Answer: The three most popular pet names are Lucy, Charlie and Luna.

d.What are the ten most common pet names for cats? What are the ten most common pet names for dogs? Write a code to print the result and their frequencies.

data_2d_dog <- seattlepets %>%
  filter(species == c("Dog"), !is.na(animal_name)) %>%
  group_by(animal_name) %>%
  summarise(count = length(animal_name)) %>%
  arrange(desc(count))

data_2d_cat <- seattlepets %>%
  filter(species == c("Cat"), !is.na(animal_name)) %>%
  group_by(animal_name) %>%
  summarise(count = length(animal_name)) %>%
  arrange(desc(count))

print("10 most common pet names for Cats and Dogs:")
## [1] "10 most common pet names for Cats and Dogs:"
print("Dog:")
## [1] "Dog:"
paste(data_2d_dog[1:10,]$animal_name, data_2d_dog[1:10,]$count ,seq = ",")
##  [1] "Lucy 337 ,"    "Charlie 306 ," "Bella 249 ,"   "Luna 244 ,"   
##  [5] "Daisy 221 ,"   "Cooper 189 ,"  "Lola 187 ,"    "Max 186 ,"    
##  [9] "Molly 186 ,"   "Stella 185 ,"
print("Cat:")
## [1] "Cat:"
paste(data_2d_cat[1:10,]$animal_name, data_2d_cat[1:10,]$count, seq = ",")
##  [1] "Luna 111 ,"   "Lucy 102 ,"   "Lily 86 ,"    "Max 83 ,"     "Bella 82 ,"  
##  [6] "Charlie 81 ," "Oliver 73 ,"  "Jack 65 ,"    "Sophie 59 ,"  "Leo 54 ,"

e.How many names appear more than 100 times in the data set excluding “NA”?

data_2e <- seattlepets %>%
  filter(!is.na(animal_name)) %>%
  group_by(animal_name) %>%
  summarise(count = length(animal_name)) %>%
  filter(count > 100)

print("Names appeared more than 100 times:")
## [1] "Names appeared more than 100 times:"
paste(data_2e$animal_name)
##  [1] "Abby"    "Bailey"  "Bear"    "Bella"   "Buddy"   "Charlie" "Chloe"  
##  [8] "Coco"    "Cooper"  "Daisy"   "Ellie"   "Finn"    "Ginger"  "Gracie" 
## [15] "Gus"     "Henry"   "Jack"    "Jake"    "Jasper"  "Kona"    "Leo"    
## [22] "Lily"    "Loki"    "Lola"    "Louie"   "Lucy"    "Lulu"    "Luna"   
## [29] "Maggie"  "Max"     "Mia"     "Milo"    "Molly"   "Murphy"  "Olive"  
## [36] "Oliver"  "Ollie"   "Oscar"   "Penny"   "Pepper"  "Riley"   "Rocky"  
## [43] "Rosie"   "Ruby"    "Sadie"   "Sam"     "Scout"   "Shadow"  "Sophie" 
## [50] "Stella"  "Teddy"   "Toby"    "Tucker"  "Winston" "Zoe"     "Zoey"

f.For all names that appear more than 100 times in the data set, which has the highest “cat_to_dog” ratio? Which has the lowest?

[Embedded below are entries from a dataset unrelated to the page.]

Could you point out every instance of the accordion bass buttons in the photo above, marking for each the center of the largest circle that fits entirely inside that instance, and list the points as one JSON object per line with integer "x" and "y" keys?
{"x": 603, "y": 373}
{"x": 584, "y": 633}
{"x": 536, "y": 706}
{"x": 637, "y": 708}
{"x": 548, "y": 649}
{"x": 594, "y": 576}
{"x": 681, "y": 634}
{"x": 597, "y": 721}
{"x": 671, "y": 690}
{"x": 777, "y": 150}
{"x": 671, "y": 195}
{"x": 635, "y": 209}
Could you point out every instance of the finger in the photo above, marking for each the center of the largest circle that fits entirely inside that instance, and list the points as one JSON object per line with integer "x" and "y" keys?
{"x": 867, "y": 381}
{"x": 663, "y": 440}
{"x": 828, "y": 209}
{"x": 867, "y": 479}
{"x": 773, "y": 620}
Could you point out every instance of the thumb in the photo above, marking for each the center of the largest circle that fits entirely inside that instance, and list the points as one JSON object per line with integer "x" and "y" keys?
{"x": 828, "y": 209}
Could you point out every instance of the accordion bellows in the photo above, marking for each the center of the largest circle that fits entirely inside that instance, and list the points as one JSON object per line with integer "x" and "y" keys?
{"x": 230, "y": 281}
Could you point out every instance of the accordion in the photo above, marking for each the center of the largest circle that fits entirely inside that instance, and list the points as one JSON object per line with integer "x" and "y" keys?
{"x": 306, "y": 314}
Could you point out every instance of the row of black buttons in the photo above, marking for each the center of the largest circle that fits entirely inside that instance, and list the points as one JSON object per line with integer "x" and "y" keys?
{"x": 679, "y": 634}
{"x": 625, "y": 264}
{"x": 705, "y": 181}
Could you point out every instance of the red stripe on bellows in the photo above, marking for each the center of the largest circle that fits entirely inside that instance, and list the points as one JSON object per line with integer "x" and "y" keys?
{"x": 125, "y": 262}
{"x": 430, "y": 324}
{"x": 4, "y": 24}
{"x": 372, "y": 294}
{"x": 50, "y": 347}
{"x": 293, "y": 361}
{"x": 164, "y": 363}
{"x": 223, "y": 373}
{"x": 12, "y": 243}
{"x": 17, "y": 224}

The “cat_to_dog” ratio can be computed this way - if a name appears 200 times, in which 150 are for cats and 50 are for dogs, the ratio is 150/50 = 3.

data_2f_cat <- seattlepets %>%
  filter(animal_name == data_2e$animal_name, species == "Cat") %>%
  group_by(animal_name) %>%
  summarise(cat_count = length(animal_name))

data_2f_dog <- seattlepets %>%
  filter(animal_name == data_2e$animal_name, species == "Dog") %>%
  group_by(animal_name) %>%
  summarise(dog_count = length(animal_name))

data_2f <- left_join(data_2f_cat, data_2f_dog)

summarise(data_2f, petnames = animal_name, cat_to_dog_ratio = cat_count/dog_count)
## # A tibble: 27 × 2
##    petnames cat_to_dog_ratio
##    <chr>               <dbl>
##  1 Abby               NA    
##  2 Bear               NA    
##  3 Bella               0.333
##  4 Ellie               0.4  
##  5 Ginger              0.5  
##  6 Henry               1    
##  7 Jack                0.25 
##  8 Lily                1.25 
##  9 Loki               NA    
## 10 Lola                0.333
## # ℹ 17 more rows

Comments: For NA ratio, the name is being taken for either only dog or cat.